Safe Optimized Static Memory Allocation for Parallel Deep Learning
Ioannis Lamprou · Zhen Zhang · Javier de Juan · Hang Yang · Yongqiang Lai · Etienne Filhol · Cedric Bastoul
Parallel training is mandatory in order to maintain performance efficiency and tackle memory constraints for deep neural network (DNN) models. For this purpose, a critical optimization in order to tune a parallelism strategy is to schedule tensors onto device memory in compilation time. In this paper, we present a safe and optimized solver for this problem capturing a general parallel scenario to enable execution in open-source MindSpore framework. The input is a computational graph and a partition of its operators into streams of execution, which may run in parallel.
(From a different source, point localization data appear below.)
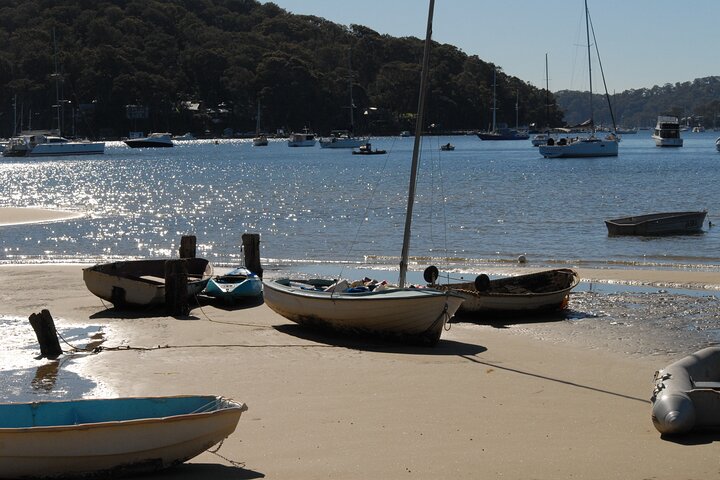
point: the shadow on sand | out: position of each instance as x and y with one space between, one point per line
189 471
374 344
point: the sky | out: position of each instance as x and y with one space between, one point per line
642 43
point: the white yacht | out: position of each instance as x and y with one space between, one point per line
154 140
42 145
667 132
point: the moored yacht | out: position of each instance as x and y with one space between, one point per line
42 145
304 139
154 140
667 132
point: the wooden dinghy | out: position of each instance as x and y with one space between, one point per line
667 223
412 315
107 437
141 283
686 396
523 294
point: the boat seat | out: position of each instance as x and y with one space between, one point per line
707 385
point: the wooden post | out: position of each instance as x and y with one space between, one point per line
187 246
44 327
176 301
251 246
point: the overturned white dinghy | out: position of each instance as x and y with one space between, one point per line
687 393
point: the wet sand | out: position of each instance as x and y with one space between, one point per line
19 215
486 402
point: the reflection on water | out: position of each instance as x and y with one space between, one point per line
481 204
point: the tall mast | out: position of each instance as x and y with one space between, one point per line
547 97
494 97
416 149
587 33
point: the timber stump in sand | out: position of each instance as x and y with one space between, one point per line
44 327
176 301
251 247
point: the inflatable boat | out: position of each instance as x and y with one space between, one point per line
687 394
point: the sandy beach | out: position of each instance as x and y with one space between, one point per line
485 403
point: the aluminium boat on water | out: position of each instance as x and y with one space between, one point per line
667 132
101 438
302 139
666 223
154 140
First, we design algorithms to efficiently and provably decide if it is safe, for any two tensors, to reuse memory. Second, given such a set of reuse constraints, as well as a set of contiguous constraints to enable bulk communication among processing elements, we design algorithms to assign an offset to each tensor, such that all constraints are satisfied and total memory is minimized. Our experiments in parallel training of a variety of DNNs demonstrate nearly optimal, improved in some cases, memory consumption compared to state-of-the-art (adapted for our setting) and a sequential execution lower bound. Our algorithms show compilation time gains of up to 44% in determining safety and up to 70% in tensor offset assignment.